Dear Kim:

Your past advice has been very helpful to me, and I appreciate the Grassroots Fundraising journal and website immensely.

My question has to do with fundraising campaigns and what to do when they are struggling. I am overseeing a “friends-asking-friends”-type of campaign right now: committed members and volunteers are asking folks they know to make small donations to our group in their honor. This is the second year we have done this campaign. We find it’s great for bringing on new members, and it makes all of the asks that much more personal that they come from someone the donor knows rather than directly from an organization they may have never heard about. We spent many weeks/months preparing for the campaign—setting up a special website, recruiting people to participate, creating special materials, coming up with a theme, etc.

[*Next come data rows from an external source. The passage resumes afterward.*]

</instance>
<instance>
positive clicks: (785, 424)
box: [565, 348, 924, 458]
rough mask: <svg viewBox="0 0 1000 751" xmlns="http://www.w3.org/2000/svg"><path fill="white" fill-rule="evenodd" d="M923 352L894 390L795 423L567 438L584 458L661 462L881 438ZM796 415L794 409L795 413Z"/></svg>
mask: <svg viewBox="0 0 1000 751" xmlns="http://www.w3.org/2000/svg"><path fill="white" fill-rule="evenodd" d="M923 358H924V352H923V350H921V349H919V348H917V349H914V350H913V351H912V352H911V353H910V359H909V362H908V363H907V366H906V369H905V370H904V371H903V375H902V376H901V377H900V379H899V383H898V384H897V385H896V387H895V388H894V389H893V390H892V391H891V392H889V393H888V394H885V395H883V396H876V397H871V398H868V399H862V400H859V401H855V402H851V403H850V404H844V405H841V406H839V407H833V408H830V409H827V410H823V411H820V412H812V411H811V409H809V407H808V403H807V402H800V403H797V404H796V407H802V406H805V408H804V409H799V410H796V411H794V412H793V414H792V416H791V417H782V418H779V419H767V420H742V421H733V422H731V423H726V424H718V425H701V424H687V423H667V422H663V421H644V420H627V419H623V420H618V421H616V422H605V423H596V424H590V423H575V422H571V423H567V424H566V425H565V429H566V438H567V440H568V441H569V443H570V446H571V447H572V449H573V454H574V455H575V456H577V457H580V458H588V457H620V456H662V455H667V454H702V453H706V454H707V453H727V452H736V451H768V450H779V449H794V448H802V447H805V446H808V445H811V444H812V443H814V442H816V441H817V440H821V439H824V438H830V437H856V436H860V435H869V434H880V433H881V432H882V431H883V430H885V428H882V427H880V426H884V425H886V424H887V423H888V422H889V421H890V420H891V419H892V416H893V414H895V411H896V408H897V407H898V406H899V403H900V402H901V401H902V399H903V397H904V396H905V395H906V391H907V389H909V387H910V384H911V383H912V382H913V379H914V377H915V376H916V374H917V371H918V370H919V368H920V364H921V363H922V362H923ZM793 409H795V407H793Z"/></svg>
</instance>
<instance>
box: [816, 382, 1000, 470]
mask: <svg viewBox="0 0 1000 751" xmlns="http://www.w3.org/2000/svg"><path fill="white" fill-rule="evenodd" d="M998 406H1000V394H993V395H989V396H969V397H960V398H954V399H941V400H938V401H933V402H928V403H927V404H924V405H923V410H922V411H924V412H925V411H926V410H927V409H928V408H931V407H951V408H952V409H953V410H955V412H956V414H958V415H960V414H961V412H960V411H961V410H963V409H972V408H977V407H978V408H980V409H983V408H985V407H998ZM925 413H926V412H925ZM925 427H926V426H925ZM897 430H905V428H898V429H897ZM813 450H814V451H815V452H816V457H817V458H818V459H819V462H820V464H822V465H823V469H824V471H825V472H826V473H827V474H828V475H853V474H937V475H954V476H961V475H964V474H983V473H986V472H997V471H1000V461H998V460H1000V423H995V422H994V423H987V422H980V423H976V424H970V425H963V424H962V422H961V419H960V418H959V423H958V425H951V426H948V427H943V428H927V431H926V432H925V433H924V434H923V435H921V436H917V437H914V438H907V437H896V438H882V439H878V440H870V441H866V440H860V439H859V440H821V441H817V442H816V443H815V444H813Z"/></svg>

The problem is that, now that the campaign has launched, it doesn’t seem to be catching on or having much success. With less than two weeks left until the official six-week campaign period is over, we have raised about half of our goal (which was pretty modest). What can I do in the short amount of time left to energize the campaign? Should I be trying to get as many additional campaigners as possible? Should we change our strategy entirely and supplement the campaign with a mail appeal or phonebank? Should we consider extending the dates of the campaign? Or should we just accept that we are not going to meet our goal and start thinking about what additional fundraising measures we can take to make up the difference later in the year?

–Is the End in Sight?

Dear In Sight:

You have laid out the questions you need to be asking very well. It is hard to say why this campaign doesn’t have much momentum, but that does sometimes happen despite our best planning and effort. There are two things you should do. The first is to make sure that all your volunteer solicitors are following up their requests with phone calls. People get so much mail and so much e-mail that they cannot keep up, and many things fall through the proverbial crack! For example, a very close friend of mine was being honored by an organization that I am also very fond of. When I got an invitation to send in money in honor of my friend I put it in my pile of things to do. Then the evil Pile- Disrupting Troll moved it into another pile. I just found it—the event was four months ago! I am not a slob or a pack rat, but I do have more than one pile. I will send money now—they can always use the money—but it would have helped me so much if someone had called to ask me if I had gotten the invitation and if I was going to be able to respond.

If in fact, everyone is being called (which I strongly doubt), then you should end the campaign at the end of the six weeks. Evaluate the time of year, the solicitors, the strength of the pitch, and so on, and see if you find any room for improvement. Then move on to your next fundraising effort.

I think the phone call follow up will do the trick. I wish you well.